From: "Rafael J. Wysocki" <rjw@rjwysocki.net>
To: Doug Smythies <dsmythies@telus.net>, Feng Tang <feng.tang@intel.com>
Cc: "Rafael J. Wysocki" <rafael@kernel.org>,
srinivas pandruvada <srinivas.pandruvada@linux.intel.com>,
"Zhang, Rui" <rui.zhang@intel.com>,
Thomas Gleixner <tglx@linutronix.de>,
"paulmck@kernel.org" <paulmck@kernel.org>,
"stable@vger.kernel.org" <stable@vger.kernel.org>,
"x86@kernel.org" <x86@kernel.org>,
"linux-pm@vger.kernel.org" <linux-pm@vger.kernel.org>
Subject: Re: CPU excessively long times between frequency scaling driver calls - bisected
Date: Mon, 28 Feb 2022 20:36:03 +0100 [thread overview]
Message-ID: <11956019.O9o76ZdvQC@kreacher> (raw)
In-Reply-To: <20220228041228.GH4548@shbuild999.sh.intel.com>
On Monday, February 28, 2022 5:12:28 AM CET Feng Tang wrote:
> On Fri, Feb 25, 2022 at 04:36:53PM -0800, Doug Smythies wrote:
> > On Fri, Feb 25, 2022 at 9:46 AM Rafael J. Wysocki <rjw@rjwysocki.net> wrote:
> > >
> > > On Thursday, February 24, 2022 9:08:30 AM CET Feng Tang wrote:
> > ...
> > > > > So it looks like a new mechanism is needed for that.
> > > >
> > > > If you think idle class is not the right place to solve it, I can
> > > > also help testing new patches.
> > >
> > > So I have the appended experimental patch to address this issue that's not
> > > been tested at all.
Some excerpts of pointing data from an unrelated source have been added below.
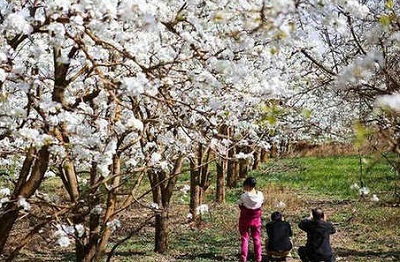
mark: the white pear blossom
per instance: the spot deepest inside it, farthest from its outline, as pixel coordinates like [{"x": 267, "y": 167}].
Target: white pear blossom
[
  {"x": 80, "y": 230},
  {"x": 155, "y": 158},
  {"x": 97, "y": 210},
  {"x": 114, "y": 224},
  {"x": 391, "y": 102},
  {"x": 355, "y": 186},
  {"x": 135, "y": 123},
  {"x": 185, "y": 189},
  {"x": 154, "y": 206},
  {"x": 374, "y": 198},
  {"x": 202, "y": 209},
  {"x": 23, "y": 203},
  {"x": 280, "y": 205},
  {"x": 5, "y": 191},
  {"x": 364, "y": 191}
]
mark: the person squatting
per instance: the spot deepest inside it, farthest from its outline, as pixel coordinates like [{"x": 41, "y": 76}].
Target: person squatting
[{"x": 279, "y": 232}]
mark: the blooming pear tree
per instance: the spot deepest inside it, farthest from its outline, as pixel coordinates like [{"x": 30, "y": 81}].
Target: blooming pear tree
[
  {"x": 347, "y": 53},
  {"x": 105, "y": 93}
]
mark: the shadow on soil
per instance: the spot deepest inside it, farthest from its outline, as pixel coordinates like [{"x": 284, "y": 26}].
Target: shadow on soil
[
  {"x": 342, "y": 252},
  {"x": 208, "y": 256}
]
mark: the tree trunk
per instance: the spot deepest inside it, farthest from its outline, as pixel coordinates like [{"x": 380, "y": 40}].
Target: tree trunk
[
  {"x": 25, "y": 189},
  {"x": 194, "y": 191},
  {"x": 220, "y": 190},
  {"x": 231, "y": 173},
  {"x": 243, "y": 168},
  {"x": 263, "y": 155},
  {"x": 161, "y": 231},
  {"x": 256, "y": 156},
  {"x": 8, "y": 218},
  {"x": 165, "y": 185}
]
Caveat emptor.
> >
> > Hi Rafael,
> >
> > O.K., you gave fair warning.
> >
> > The patch applied fine.
> > It does not compile for me.
> > The function cpuidle_update_retain_tick does not exist.
> > Shouldn't it be somewhere in cpuidle.c?
> > I used the function cpuidle_disable_device as a template
> > for searching and comparing.
> >
> > Because all of my baseline results are with kernel 5.17-rc3,
> > that is what I am still using.
> >
> > Error:
> > ld: drivers/cpufreq/intel_pstate.o: in function `intel_pstate_update_perf_ctl':
> > intel_pstate.c:(.text+0x2520): undefined reference to
> > `cpuidle_update_retain_tick'
>
> Same here, seems the cpuidle_update_retain_tick()'s implementation
> is missing.
That's a patch generation issue on my part, sorry.
However, it was a bit racy, so maybe it's good that it was not complete.
Below is a new version.
---
drivers/cpufreq/intel_pstate.c | 40 ++++++++++++++++++++++++++++---------
drivers/cpuidle/governor.c | 23 +++++++++++++++++++++
drivers/cpuidle/governors/ladder.c | 6 +++--
drivers/cpuidle/governors/menu.c | 2 +
drivers/cpuidle/governors/teo.c | 3 ++
include/linux/cpuidle.h | 4 +++
6 files changed, 67 insertions(+), 11 deletions(-)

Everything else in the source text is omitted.